[EMAIL PROTECTED] wrote:
>   P2P locality seems to me a red herring since most major ISPs:
> 
>     * have markets in several countries and geographic areas
>     * lease physical facilities or IP networks from and to other ISPs; a
>       very complex mapping
>     * keep their L2 and L3 network maps and leasing costs very secret
>       for competitive reasons.
> 
> 
> Having worked many years for a leading ISP with global reach, I guess 
> locality would have seemed hard to define to our team.
> Unless the p2p protocol measures the latency, bandwidth and the number 
> of IP hops itself.
> I have not seen any protocol that can also measure ownership of links by 
> ISPs and numbers of hops between ISPs, their $$$ costs and populate the 
> routing table with such metrics.
> Please share if you know such a technology.

Try WireShark. It will get you the timings and bunches of other 
data from end point to end point. Then tracert will get you 
path's IPs. From IPs, using whois, you can get IP netblocks and 
contact info. You can move up the ladder from /8 to /24 and see 
who are the backbones and who leases from whom. IANA at 
http://www.iana.org/assignments/ipv4-address-space/ has the /8 
blocks listed. Netcraft is also a good place to dig around as is 
DNStuff, and, oddly enough www.samspade.org can be useful as they 
sometime bring up older records that help you trace ownership 
changes.

I just did a study on 207/8 and could see how one company had 
bought out others but often ran under the original, more regional 
name. It's real messy.

However, this will not get you an accurate costs analysis. But 
you can get some idea of pricing from ads on company sites. Take 
what a DS3/T3 costs, add whatever number together to make your 
OC-(whatever) sales price as a gross price. Cost to the large 
block holder will be less than the sales price if they want to 
stay in business, so you can get a rough benchmark.

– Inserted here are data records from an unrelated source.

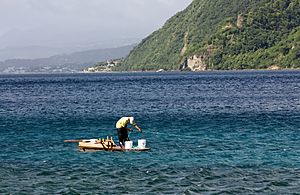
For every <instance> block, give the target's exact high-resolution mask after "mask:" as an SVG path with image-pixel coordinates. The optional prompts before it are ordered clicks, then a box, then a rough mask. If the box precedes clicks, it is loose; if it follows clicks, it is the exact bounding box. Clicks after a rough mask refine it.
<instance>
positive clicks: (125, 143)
mask: <svg viewBox="0 0 300 195" xmlns="http://www.w3.org/2000/svg"><path fill="white" fill-rule="evenodd" d="M132 146H133V141H125V149H131V148H132Z"/></svg>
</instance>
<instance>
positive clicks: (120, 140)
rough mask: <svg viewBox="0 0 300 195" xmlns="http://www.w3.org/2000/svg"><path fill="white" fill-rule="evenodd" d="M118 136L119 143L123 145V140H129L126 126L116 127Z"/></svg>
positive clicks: (128, 140) (125, 140) (123, 144)
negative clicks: (119, 127)
mask: <svg viewBox="0 0 300 195" xmlns="http://www.w3.org/2000/svg"><path fill="white" fill-rule="evenodd" d="M118 137H119V142H120V144H122V145H123V146H124V145H125V141H129V138H128V131H127V128H126V127H122V128H118Z"/></svg>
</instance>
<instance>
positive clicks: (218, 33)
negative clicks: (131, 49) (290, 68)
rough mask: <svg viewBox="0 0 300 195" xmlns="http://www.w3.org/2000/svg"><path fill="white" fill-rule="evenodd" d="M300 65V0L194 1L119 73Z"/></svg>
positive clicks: (123, 61) (133, 57)
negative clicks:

All of this will make the network map much clearer, but it's a 
butt load of work.

Old e-mail list with some good info:
http://lists.jammed.com/loganalysis/2002/01/0014.html

And somewhere out there is a dynamic map that is constantly being 
refreshed, but, alas, I can't find it at the moment

There is also several sites on the net that have the 
geo-locations (or software to find out about) for many of the 
netblocks in use.

These have a small cost:
http://www.tialsoft.com/hwhois/ -$30
http://www.canadiancontent.net/tech/download/IP-Country_mapping_Database.html 
-$50
http://www.networldmap.com/ -$50
http://www.visualcomplexity.com/vc/project_details.cfm?id=110&index=16&domain=Internet

Sorry, don't know of any free, integrated tool, but I suspect 
playing with a shell script will do a lot of the work in the 
background to get a basic text file of info.